Where max _ score_jRepresents the highest response score per frame;

(1.5.2.4) combining the mean variance of the target region response scores of the m frames before the test frame obtained in the step (1.5.2.2) according to the normal state, the uncertain state and the unavailable state condition stated in the step (1.5.1)

And (1.5.2.3) obtaining the highest response score mean value of m frames before the test frame, and judging the tracking state of the test frame:

if the formula (12) is satisfied, it indicates that the tracking state of the test frame is an uncertain state:

if equation (13) is satisfied, the tracked state of the test frame is the not-found state:

the other cases are regarded as normal states;

wherein the content of the first and second substances,

response score variance mean of the target area of m frames before the current test frame;

response map s of test frame m frames before test frame_testMean of the highest response scores; k is a radical of₁，k₂Is a scaling factor.
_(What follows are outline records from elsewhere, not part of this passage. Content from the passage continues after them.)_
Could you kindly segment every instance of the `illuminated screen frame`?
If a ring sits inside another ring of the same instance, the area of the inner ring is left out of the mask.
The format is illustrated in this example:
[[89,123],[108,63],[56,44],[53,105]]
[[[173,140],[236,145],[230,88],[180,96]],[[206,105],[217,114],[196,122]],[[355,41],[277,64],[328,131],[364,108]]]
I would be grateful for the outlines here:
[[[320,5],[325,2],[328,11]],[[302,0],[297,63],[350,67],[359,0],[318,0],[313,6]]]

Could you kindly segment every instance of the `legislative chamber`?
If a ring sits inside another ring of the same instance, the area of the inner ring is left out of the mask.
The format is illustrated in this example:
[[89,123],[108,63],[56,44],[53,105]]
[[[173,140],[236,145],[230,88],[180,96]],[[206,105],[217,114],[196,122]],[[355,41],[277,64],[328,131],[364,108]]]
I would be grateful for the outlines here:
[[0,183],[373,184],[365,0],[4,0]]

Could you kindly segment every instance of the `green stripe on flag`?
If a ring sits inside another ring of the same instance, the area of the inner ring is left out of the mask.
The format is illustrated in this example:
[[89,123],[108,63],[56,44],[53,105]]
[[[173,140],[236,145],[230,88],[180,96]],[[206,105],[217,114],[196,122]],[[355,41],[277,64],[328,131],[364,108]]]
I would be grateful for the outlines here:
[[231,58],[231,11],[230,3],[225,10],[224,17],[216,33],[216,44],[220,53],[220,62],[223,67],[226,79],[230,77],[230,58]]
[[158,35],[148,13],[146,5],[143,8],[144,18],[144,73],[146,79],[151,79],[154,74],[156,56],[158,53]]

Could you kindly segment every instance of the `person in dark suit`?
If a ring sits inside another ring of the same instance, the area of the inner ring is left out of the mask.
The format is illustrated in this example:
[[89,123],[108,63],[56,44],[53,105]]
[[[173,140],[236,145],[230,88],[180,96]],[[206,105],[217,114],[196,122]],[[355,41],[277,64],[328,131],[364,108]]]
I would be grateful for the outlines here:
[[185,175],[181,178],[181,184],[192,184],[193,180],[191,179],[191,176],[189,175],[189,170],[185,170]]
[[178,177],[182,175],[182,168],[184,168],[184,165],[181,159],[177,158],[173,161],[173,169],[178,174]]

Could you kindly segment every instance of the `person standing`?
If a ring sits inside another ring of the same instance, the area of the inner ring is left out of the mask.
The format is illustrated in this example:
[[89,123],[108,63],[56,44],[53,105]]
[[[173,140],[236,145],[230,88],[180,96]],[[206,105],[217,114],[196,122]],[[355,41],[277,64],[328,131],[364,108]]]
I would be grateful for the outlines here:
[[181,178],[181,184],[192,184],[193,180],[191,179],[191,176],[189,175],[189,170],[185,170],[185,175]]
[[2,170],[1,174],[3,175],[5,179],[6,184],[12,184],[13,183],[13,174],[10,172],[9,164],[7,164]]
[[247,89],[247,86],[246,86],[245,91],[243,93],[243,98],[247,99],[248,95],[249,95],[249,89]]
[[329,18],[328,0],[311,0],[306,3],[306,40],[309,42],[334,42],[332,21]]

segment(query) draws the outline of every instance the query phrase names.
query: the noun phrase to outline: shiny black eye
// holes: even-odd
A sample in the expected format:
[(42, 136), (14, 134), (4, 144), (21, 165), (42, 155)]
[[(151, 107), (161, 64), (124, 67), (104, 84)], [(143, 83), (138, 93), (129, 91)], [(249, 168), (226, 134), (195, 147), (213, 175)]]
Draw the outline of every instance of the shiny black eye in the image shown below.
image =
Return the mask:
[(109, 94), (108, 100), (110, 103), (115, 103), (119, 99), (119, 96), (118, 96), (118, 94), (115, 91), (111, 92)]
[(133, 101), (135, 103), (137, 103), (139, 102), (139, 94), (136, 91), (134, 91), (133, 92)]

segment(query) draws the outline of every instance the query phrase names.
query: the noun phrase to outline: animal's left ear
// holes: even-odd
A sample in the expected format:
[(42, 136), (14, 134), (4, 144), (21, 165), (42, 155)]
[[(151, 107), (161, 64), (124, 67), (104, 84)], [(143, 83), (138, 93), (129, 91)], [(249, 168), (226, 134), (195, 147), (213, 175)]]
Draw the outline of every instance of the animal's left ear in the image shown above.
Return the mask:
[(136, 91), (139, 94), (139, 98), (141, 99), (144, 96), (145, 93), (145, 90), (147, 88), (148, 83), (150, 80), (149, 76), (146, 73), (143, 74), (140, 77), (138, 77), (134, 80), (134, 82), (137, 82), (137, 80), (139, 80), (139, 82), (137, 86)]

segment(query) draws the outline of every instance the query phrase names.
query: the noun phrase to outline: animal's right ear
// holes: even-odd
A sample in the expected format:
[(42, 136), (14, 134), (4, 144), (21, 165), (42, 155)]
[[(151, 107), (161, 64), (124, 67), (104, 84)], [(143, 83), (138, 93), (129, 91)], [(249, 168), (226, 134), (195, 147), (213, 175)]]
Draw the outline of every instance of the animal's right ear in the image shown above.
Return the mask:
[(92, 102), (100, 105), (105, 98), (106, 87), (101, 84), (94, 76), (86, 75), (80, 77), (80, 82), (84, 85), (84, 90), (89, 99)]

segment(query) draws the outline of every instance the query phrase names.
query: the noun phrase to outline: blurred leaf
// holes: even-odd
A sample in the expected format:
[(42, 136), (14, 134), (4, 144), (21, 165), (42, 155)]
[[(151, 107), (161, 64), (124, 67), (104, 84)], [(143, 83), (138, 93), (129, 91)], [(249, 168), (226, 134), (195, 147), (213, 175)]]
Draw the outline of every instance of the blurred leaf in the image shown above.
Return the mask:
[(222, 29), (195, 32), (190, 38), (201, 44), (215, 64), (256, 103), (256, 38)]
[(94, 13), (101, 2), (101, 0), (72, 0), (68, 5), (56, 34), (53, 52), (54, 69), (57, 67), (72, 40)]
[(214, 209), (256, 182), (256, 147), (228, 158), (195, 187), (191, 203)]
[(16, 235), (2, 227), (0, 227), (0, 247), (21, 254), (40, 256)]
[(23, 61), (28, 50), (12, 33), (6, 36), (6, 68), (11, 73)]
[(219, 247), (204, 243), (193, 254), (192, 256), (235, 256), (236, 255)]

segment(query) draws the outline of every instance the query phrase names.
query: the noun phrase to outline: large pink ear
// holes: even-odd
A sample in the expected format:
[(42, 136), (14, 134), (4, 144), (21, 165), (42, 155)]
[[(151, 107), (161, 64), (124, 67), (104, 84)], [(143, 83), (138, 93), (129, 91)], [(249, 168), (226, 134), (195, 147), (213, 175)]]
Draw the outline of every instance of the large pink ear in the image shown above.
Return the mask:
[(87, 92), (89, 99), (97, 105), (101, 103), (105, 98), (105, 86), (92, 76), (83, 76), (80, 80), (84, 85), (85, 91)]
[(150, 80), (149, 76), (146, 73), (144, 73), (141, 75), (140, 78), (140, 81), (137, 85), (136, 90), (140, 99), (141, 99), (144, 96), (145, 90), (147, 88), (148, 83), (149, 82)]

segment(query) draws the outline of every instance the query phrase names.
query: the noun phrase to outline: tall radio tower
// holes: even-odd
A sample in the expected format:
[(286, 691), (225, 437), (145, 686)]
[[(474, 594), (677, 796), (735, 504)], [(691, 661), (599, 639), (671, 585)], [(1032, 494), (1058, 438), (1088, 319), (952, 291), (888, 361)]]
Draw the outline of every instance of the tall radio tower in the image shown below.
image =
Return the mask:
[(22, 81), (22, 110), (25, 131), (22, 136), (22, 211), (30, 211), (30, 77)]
Step 2: regression tasks in the tracking process:

(2.1) response graph s of the test frame obtained in the classification task according to step (1.4)_testPredicting the position of the target center;

(2.1.1) response graph s of the test frame obtained according to the step (1.4)_testResponse map s of test frame_testTaking the position coordinate corresponding to the maximum value of the medium response score as a first response point, and if the tracking state of the test frame is a normal tracking state and no interference object is encountered, taking the first response point as a predicted target center position;

(2.1.2) response map s at test frame_testMiddle target area, i.e. response map s in test frame using last frame target bounding box size_testThe response graph s of the test frame in the area selected around the maximum position of the medium response score_testThe area outside the selected area of the middle frame is outside the target area, and the position corresponding to the highest response score outside the target area is regarded as a second response point;

(2.1.3) when the highest response score of the second response point is greater than 0.5 times the highest response score of the first response point, then the second response point is considered to be the target analog in the background;

(2.1.4) assuming that the current first response point position is c₁[x₁,y₁]The second response point position is c₂[x₂,y₂]The response graph s of the target central point of the previous frame of the current test frame in the test frame_testIs at a position of c₀[x₀,y₀]I.e. the center point of the target area in the response map, c₁And c₂Relative to c₀The amounts of positional deviation of (a) are respectively expressed by equations (14) and (15):

(2.1.5) judging the real position of the current target:

if the offset calculated according to the equations (14) and (15) is in different value ranges, returning different response point positions as predicted target center positions, as shown in equations (16) and (17):

c₁,(d₁＞Ω&d₂<Ω)|(d₁＞Ω&d₂＞Ω)|(d₁<d₂&d₁<Ω&d₂<Ω) (16)

c₂,(d₁<Ω&d₂＞Ω)|(d₁＞d₂&d₁<Ω&d₂<Ω) (17)

in the above formulas (16) and (17), Ω represents a threshold value in the value range;

(2.2) combining the inherent characteristics of the pedestrian target in the motion process, correcting (2.1) the predicted target center position to obtain the final predicted target center position, namely: according to the inherent characteristics of a pedestrian target in the moving process, the target tracking is normal in the normal state, the pedestrian target does not have violent scale transformation in the moving process, and the pedestrian moves relatively smoothly, so that the offset of the target center in the normal tracking state is recorded, the relative offset of the target center between two frames in the v frame is recorded in a sliding frame mode, the average value of the offset is calculated to serve as the predicted offset, and the value range of v is 12-18; and (3) if the tracking state is in an uncertain state, correcting the predicted target center position obtained in the step (2.1) through the predicted offset, and finally obtaining the final predicted target center position.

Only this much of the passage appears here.